Omdat klager zich niet aan de gemaakte afspraken heeft gehouden is hij gerapporteerd door een personeelslid en is hem een sanctie opgelegd. Ter zitting van de beroepscommissie heeft de directeur een kopie van een mailbericht van 28 oktober 2009 aan het
personeel overgelegd, waarin de gemaakte afspraken worden weergegeven.
Tijdens het bezoek mogen volgens de huisregels geen wijde broeken, house- en trainingsbroeken of hierop gelijkende broeken worden gedragen. Dit is om veiligheidsredenen niet toegestaan vanwege de mogelijkheid hier iets onder te verbergen. Ondanks de
duidelijk met klager gemaakte afspraak heeft klager bewust gekozen zijn djellaba aan te houden op weg naar het bezoekmoment en hiermee de confrontatie met het personeel opgezicht. Hierdoor is klagers bezoek te laat aangevangen.
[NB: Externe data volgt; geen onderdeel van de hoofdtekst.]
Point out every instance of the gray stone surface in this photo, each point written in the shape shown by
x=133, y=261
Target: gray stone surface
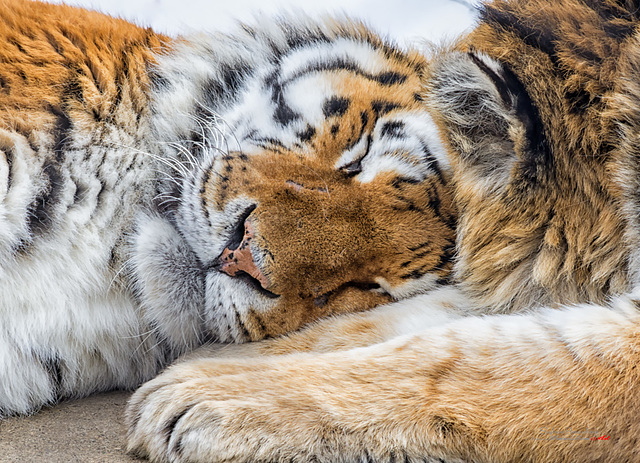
x=90, y=430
Klager wenst zich niet te schikken naar de inrichtingsregels en zoekt regelmatig de grens van het toelaatbare op voor wat betreft het dragen van zijn gebedskleed. Als klager hierover werd aangesproken ging hij in beklag. Mogelijk is sprake van misbruik
van beklagrecht. Klager is niet retour gekomen van een incidenteel verlof en voortvluchtig.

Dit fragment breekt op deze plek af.